Chief executive Philip Davies set the target in Linden's annual report for 2000. Davies, backed by the Bank of Scotland, led the £73m buyout of the Surrey-based firm in November.
He said: "We have a clear vision of growing all five regions to give us the capability of 1500-1750 units a year in three years' time."
Linden's goal mirrors that of fellow housebuilder Fairview, which went private earlier this year. It is understood that Fairview intends to double production to 3000 homes a year to repay the £300m it borrowed for the buyout.
Fairview, which aims to clear the debt in five years, also plans to raise prices and place less emphasis on increasing its landbank.
Davies said Linden's production drive was not to repay debt but to expand the business.

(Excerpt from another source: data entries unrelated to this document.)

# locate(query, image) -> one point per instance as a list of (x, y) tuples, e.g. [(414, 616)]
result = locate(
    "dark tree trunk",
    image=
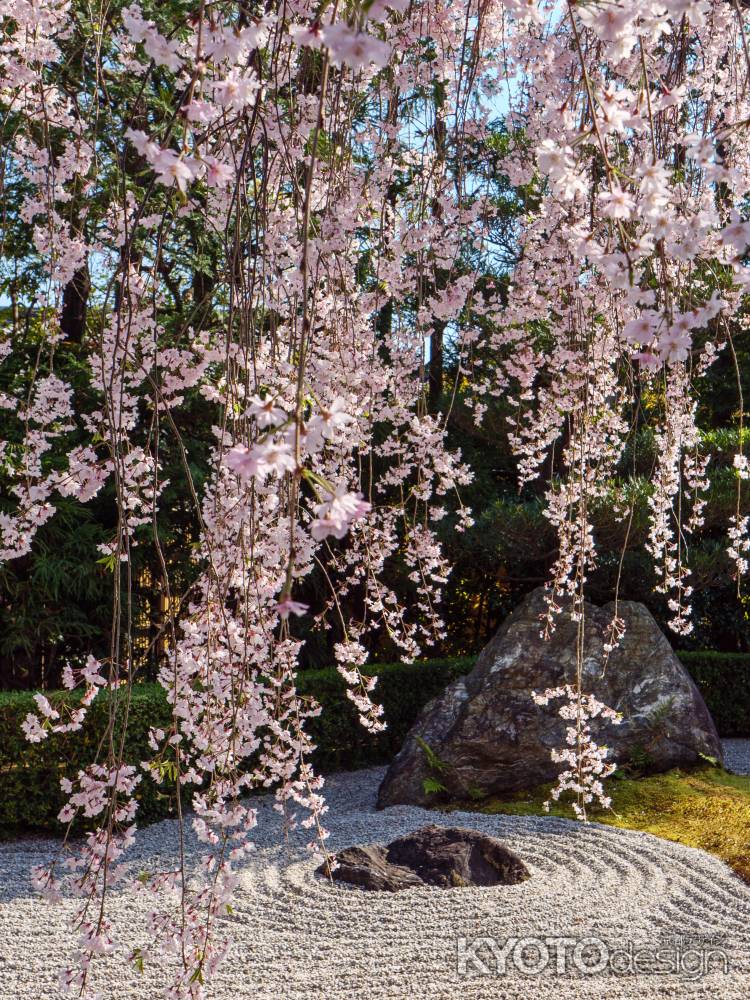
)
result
[(435, 373)]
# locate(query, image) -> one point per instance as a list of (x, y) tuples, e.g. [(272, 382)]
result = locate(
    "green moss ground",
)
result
[(707, 807)]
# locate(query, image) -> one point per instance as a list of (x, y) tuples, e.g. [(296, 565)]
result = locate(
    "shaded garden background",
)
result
[(55, 603)]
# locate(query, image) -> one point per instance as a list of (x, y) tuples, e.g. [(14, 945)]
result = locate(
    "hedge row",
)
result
[(30, 794)]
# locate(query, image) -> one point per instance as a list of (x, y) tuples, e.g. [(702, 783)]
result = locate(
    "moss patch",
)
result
[(707, 807)]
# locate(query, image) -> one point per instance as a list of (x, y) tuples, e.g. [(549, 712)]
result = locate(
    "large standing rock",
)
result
[(491, 737), (448, 857)]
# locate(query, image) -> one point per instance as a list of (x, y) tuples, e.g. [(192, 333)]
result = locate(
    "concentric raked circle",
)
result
[(296, 935)]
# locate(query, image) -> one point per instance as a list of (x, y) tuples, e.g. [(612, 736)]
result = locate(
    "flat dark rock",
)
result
[(448, 857), (490, 737)]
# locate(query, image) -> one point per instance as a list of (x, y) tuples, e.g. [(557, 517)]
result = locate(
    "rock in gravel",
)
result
[(448, 857), (485, 735)]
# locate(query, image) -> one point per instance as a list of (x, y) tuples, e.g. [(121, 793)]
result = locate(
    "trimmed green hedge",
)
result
[(30, 794)]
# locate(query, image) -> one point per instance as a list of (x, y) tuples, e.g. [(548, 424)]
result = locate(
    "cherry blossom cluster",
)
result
[(324, 153)]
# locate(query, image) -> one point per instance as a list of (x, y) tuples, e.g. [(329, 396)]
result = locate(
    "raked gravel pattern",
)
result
[(737, 755), (298, 936)]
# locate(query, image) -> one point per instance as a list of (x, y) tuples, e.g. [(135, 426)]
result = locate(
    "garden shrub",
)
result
[(30, 794)]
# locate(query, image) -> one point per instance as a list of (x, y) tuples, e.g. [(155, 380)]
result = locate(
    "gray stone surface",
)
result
[(492, 738), (447, 857)]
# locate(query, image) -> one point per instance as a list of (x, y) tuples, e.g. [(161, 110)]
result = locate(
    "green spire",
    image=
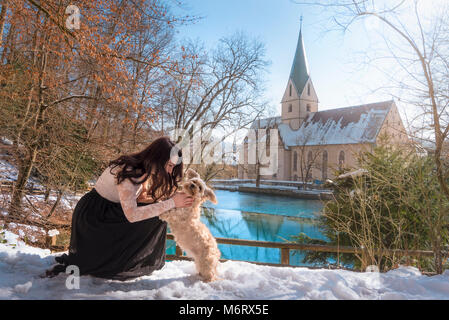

He said: "It's really to create a bigger company. Fairview is a different story." He wants each division to sell at least 300 homes a year within the three year period.
We will grow not only in turnover but margins, too
Philip Davies, Linden Homes
To fulfil their ambitious plans both companies must buck a trend for housebuilders to report lower house sales but improved average selling price.
Linden's pre-tax profit for the year to 31 December 2000 rose 43%, from £10.8m to 15.4m, on turnover up £32.7m to £143.4m.
Unit sales increased 8% to 764, and the average selling price rose from £156,000 in 1999 to £179,000 last year. Davies said group strategy was to buy two or three large sites in each of Linden's five regional businesses, which could be developed within two years.
He said: "These will underpin growth, not only in turnover but in margins too, over the next few years."
Davies said that sales this year were about 20% ahead of the same time last year. He said: "It is a very steady market and we are having a very good year."
Linden is also investing in an IT system to create a modular regional database system. This will bring the best practices under one system.